Les Malinkés du Horodougou le savaient bien, ils pratiquaient la divination, et pas uniquement avec les méthodes prescrites par Allah. Parce que musulmans dans le cœur, dans les ablutions, le fétiche koma leur devait être interdit. Mais le fétiche prédisait plus loin que le Coran ; aussi passaient-ils la loi d'Allah, et chaque harmattan, le koma dansait sur la place publique pour dévoiler l'avenir et indiquer les sacrifices. Et quel village malinké n'avait pas ses propres devins ? Togo- bala, capitale de tout le Horodougou, entretenait deux oracles : une hyène et un serpent boa.
La plus âgée des hyènes des montagnes du Horodougou — on l'appelait respectueusement « l'Ancienne » — hurlait rarement dans les nuits de Togobala. Tout le village : femmes, hommes et enfants, reconnaissait la raucité et l'aphonie de son hurlement, et dès que l'Ancienne donnait (elle commençait généralement avant le coucher du soleil), tout se taisait, même les chiens. Les vieux du village comptaient sur les doigts les hououm ! L'hyène partait de la montagne, descendait, s'approchait et s'approchait, entrait dans le village par le nord, du côté du fromager, passait concessions et cases et s'arrêtait au pied du baobab, là, hurlait, hurlait, fouillait le sol, se vitulait et se taisait. On lui égorgeait une chèvre ou un chien. L'Ancienne le happait et disparaissait dans la nuit silencieuse. La vie et les bruits du village repartaient. Les vieux du village, Balla en tête, se réunissaient, interprétaient le message, décidaient les offrandes et les sacrifices.
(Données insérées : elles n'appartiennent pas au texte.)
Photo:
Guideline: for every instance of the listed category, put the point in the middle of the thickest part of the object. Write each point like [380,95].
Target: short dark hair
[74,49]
Et le serpent ! Aussi âgé que l'Ancienne, aussi gros que le cou d'un taurillon, vingt pas de longueur, on l'appelait « le Révérend du marigot ». Du marigot, parce que les matins et les soirs frais, il se réchauffait en travers de la piste du marigot. Les passants le saluaient et l'enjambaient. Les ménagères l'utilisaient comme séchoir, les enfants comme siège. Souvent il se promenait derrière les cases, mais jamais, nuit ou jour, harmattan ou hivernage, il ne passait les portes du village, sauf quand il avait un message, un avenir malheureux à dévoiler, un grand sacrifice à indiquer. Alors le serpent partait du marigot, droit sur Togobala, filait comme un orage, les herbes se couchaient sous son passage, il franchissait les portes du village, contournait cases et concessions, faisait le tour du baobab et se levait tout essoufflé, tout bavant dans le creux de l'arbre. La nouvelle parcourait le village et le tam-tam retentissait.
Fama se souvenait encore de l'entrée du Révérend, un vendredi de l'hivernage 1919. On lui jeta un coq aux pattes liées, le Révérend le dédaigna ; un bouc, il l'assomma, l'enlaça, le serra, l'étouffa, l'enduisit de bave et l'avala jusqu'aux cornes. Pendant trois jours le boa digéra le bouc, trois jours pendant lesquels les sacrifices fumèrent.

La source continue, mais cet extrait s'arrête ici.